In un mondo instabile, si offrono soluzioni semplicistiche che individuano nei migranti il nemico. Non è questa l'Europa che vogliamo

Quale futuro per l'Europa? Quale per il nostro Paese? Un'idea di futuro è stata disegnata nell'Est europeo (con forti riflessi nell'Ovest) e le ha dato voce soprattutto il premier ungherese Viktor Orbàn. Parlando a una tradizionale manifestazione di ungheresi in Romania, ha fatto una dichiarazione che colpisce: «Siamo disposti a mescolarci, ma non vogliamo diventare una razza mista». Ha aggiunto: «L'immigrazione ha diviso l'Europa in due, o potrei dire che ha diviso l'Occidente in due». Infatti, «una metà è un mondo in cui convivono popoli europei e non europei»: «questi Paesi non sono più nazioni», ma «una congerie di popoli», ha concluso.

L'Ungheria lotta contro la «mescolanza di razze» e rifiuta di diventare una «popolazione incrociata», come, secondo il premier, stanno diventando i Paesi dell'Europa occidentale, i quali cessano di essere nazioni. La comparsa della "razza" nel discorso di un leader dell'Unione europea mostra come stia cambiando la politica. L'espressione era stata progressivamente ripudiata dalla cultura democratica e occidentale, non tanto per un gusto politically correct quanto per la consapevolezza che le razze non esistono. Il Manifesto della razza, lanciato dal regime fascista ne11938, affermava che le razze umane esistono e che esiste una pura razza italica, a cui non appartengono gli ebrei. Da questa "cultura" presero l'avvio le leggi razziste in Italia, mentre in Germania la politica antisemita fu, come sappiamo, all'origine della Shoah, il più grande dramma europeo del Novecento.

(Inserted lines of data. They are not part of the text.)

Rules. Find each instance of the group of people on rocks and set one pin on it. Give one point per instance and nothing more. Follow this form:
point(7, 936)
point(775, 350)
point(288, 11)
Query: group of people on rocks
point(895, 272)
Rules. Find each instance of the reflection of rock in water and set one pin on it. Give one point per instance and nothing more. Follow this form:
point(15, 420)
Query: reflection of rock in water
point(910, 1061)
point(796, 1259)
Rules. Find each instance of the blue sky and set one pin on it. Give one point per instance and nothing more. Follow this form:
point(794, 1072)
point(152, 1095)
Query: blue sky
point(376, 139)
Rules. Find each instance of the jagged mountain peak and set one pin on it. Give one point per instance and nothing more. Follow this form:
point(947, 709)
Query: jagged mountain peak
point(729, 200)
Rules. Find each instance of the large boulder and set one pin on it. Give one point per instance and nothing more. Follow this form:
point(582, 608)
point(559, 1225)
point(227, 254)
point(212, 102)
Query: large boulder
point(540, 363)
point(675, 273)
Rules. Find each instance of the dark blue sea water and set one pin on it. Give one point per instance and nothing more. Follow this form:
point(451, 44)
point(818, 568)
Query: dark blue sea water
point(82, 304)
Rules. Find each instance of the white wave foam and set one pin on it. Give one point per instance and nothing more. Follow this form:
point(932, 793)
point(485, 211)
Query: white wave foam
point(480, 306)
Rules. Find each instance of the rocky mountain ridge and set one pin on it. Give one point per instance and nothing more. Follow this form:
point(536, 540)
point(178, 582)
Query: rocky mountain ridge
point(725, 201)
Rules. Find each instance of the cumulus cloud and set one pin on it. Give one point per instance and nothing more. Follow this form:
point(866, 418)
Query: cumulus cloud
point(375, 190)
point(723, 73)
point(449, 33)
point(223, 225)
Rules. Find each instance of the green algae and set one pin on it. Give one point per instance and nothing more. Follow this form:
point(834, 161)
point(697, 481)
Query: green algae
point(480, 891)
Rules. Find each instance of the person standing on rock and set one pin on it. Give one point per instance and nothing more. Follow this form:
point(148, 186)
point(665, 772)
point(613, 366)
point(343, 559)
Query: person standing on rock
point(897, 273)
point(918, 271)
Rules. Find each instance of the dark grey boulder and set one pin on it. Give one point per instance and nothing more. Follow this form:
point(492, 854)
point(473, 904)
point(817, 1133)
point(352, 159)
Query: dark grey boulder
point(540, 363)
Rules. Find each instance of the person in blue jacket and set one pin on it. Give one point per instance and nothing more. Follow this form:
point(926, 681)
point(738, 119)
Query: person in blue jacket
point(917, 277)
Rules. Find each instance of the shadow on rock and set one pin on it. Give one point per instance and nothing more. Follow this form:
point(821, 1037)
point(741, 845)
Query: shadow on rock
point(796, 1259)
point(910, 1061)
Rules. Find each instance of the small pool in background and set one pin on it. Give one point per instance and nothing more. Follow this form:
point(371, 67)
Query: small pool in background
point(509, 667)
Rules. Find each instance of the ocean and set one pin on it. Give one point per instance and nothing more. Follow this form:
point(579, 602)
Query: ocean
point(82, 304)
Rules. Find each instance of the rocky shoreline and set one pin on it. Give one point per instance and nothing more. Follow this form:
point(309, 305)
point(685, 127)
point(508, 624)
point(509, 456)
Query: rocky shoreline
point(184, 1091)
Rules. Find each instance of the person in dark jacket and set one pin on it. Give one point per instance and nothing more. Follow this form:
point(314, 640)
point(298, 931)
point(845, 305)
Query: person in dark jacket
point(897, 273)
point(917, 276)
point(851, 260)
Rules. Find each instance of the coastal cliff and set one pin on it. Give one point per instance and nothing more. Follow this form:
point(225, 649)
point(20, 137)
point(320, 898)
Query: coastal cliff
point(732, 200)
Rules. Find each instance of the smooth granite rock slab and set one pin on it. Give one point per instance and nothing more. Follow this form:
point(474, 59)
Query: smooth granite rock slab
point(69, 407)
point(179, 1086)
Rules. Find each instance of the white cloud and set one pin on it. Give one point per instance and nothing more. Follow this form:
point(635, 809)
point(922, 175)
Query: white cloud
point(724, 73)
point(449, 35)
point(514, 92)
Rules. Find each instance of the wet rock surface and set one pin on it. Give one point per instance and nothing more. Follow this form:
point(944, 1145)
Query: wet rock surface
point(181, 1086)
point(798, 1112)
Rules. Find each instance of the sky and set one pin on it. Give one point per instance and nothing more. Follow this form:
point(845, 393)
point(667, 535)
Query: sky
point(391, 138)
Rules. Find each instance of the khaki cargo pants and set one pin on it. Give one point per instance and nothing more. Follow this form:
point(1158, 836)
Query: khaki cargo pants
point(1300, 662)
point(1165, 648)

Va ricordato che la prima legge antisemita in Europa fu in Ungheria nel 1920, quando si stabili il numero chiuso universitario (gli studenti ebrei calarono da più del 25% prima del 1914 a110% negli anni Venti). L'uso di un criterio puramente razziale fu, nell'Europa pre-hitleriana, una novità ungherese.

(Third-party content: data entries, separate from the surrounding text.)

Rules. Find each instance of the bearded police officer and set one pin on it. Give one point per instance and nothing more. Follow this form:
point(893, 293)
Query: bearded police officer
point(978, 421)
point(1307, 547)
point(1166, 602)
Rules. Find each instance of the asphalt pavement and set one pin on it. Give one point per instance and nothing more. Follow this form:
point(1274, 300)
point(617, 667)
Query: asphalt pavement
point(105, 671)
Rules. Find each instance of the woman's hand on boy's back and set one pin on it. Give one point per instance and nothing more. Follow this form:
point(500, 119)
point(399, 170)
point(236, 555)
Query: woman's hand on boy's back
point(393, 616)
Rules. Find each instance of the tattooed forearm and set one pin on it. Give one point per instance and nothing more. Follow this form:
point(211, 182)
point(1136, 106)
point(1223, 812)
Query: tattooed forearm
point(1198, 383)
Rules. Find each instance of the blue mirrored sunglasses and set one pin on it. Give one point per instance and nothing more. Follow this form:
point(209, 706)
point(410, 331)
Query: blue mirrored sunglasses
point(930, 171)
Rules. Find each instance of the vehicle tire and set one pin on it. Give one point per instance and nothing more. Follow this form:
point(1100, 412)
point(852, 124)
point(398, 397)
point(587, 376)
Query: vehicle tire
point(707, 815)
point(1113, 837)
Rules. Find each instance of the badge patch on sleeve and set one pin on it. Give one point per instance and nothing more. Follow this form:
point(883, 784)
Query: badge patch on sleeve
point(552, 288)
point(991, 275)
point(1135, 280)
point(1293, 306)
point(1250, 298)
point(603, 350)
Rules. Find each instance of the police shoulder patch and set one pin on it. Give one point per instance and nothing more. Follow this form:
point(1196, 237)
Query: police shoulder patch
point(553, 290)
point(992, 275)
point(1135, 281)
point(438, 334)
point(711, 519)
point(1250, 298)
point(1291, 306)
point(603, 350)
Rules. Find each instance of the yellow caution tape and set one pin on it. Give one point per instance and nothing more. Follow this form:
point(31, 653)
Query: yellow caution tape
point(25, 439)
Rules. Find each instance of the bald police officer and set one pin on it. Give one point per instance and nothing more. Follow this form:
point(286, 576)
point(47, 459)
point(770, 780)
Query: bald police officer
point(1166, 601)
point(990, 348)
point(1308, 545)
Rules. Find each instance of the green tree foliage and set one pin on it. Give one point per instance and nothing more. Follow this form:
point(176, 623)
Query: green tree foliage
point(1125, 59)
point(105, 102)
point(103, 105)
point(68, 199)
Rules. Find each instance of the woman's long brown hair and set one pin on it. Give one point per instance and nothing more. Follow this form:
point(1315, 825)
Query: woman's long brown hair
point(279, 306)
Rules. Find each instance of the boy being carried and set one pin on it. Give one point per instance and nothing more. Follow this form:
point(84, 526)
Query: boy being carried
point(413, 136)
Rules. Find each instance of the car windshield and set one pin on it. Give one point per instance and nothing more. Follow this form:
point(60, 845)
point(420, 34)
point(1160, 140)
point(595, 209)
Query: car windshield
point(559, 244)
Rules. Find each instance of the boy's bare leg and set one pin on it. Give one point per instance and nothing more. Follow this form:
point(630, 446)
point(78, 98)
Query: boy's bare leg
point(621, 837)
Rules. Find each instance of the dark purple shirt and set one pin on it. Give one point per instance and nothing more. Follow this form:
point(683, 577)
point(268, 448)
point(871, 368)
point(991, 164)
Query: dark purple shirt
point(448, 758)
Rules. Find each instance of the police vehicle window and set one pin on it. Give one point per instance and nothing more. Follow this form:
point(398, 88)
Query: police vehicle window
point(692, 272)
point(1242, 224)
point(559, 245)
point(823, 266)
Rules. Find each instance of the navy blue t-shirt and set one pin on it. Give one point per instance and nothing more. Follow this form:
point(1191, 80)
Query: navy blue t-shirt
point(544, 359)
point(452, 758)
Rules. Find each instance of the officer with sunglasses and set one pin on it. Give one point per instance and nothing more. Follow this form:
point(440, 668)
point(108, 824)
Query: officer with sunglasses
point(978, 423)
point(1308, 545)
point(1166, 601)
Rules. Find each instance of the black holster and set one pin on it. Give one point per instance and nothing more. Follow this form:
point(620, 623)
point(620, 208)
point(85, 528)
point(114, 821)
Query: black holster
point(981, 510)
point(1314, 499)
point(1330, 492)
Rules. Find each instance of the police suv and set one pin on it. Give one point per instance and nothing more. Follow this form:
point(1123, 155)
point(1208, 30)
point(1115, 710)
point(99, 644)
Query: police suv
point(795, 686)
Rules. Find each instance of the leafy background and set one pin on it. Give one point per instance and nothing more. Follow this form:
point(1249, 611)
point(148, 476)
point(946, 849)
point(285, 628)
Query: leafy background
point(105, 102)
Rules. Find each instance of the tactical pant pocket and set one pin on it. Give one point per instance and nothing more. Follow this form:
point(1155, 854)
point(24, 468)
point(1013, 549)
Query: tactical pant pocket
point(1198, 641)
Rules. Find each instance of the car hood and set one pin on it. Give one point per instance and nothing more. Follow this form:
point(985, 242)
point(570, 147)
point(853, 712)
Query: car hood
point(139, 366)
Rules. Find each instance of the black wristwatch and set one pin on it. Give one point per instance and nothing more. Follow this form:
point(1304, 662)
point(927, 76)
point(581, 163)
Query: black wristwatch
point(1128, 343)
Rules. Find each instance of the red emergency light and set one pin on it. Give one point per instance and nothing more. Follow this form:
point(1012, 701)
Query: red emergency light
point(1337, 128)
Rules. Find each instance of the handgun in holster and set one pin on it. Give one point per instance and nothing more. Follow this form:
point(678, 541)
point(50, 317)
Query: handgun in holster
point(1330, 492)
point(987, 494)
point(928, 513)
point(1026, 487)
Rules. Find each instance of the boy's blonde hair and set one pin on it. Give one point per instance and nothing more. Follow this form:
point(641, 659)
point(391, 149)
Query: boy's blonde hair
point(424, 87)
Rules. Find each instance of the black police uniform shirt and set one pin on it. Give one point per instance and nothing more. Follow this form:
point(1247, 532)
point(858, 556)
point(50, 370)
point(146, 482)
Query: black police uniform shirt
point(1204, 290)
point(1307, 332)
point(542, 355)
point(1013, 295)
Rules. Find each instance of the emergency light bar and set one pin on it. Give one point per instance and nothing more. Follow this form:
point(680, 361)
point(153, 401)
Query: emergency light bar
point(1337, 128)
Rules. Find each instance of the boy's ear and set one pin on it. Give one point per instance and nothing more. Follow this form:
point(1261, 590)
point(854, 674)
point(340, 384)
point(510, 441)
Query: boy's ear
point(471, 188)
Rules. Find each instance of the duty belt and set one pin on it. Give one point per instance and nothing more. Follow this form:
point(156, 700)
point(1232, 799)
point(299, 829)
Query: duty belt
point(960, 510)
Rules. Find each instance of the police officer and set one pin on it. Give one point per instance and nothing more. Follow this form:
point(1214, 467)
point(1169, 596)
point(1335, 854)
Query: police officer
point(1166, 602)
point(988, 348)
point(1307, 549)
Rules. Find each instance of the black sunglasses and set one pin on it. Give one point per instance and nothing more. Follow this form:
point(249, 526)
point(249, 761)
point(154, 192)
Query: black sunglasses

Dal 1944, con la collaborazione degli ungheresi, furono deportati e uccisi circa 425 mila ebrei di quel Paese. Questa storia insensata, ma di grande dolore, mostra quanto sia pericolosa l'affermazione del valore della razza. Non è l'Europa che vogliamo per il futuro. Eppure, è un modello che si sta proponendo: difesa della razza e magari affermazione del cristianesimo come base dell'identità nazionale. Sono idee che hanno portato alla catastrofe della Seconda guerra mondiale e che risorgono in forma diversa, ma non senza continuità con il passato. Che tipo di attrazione esercitano? In un mondo spaesato dalle crisi ricorrenti e dalla globalizzazione, sfidato dalla complessità (in cui difficilmente ci si orienta), costituiscono una semplificazione rassicurante nell'immediato; dividono il mondo in categorie o razze, come bianchi e neri, cristiani e non cristiani; soprattutto indicano il nemico da cui difendersi, l'emigrato invasore.

Ma questo si rivela un grande imbroglio politico-ideologico che non ricorda la storia drammatica del Novecento e la catastrofe che ne è conseguita. L'Europa non sopravvive in questo modo, ma accelera la sua fine, chiudendosi in una fortezza e consegnandosi a ideologie fallaci e a politiche da cui poi non è facile tirarsi indietro.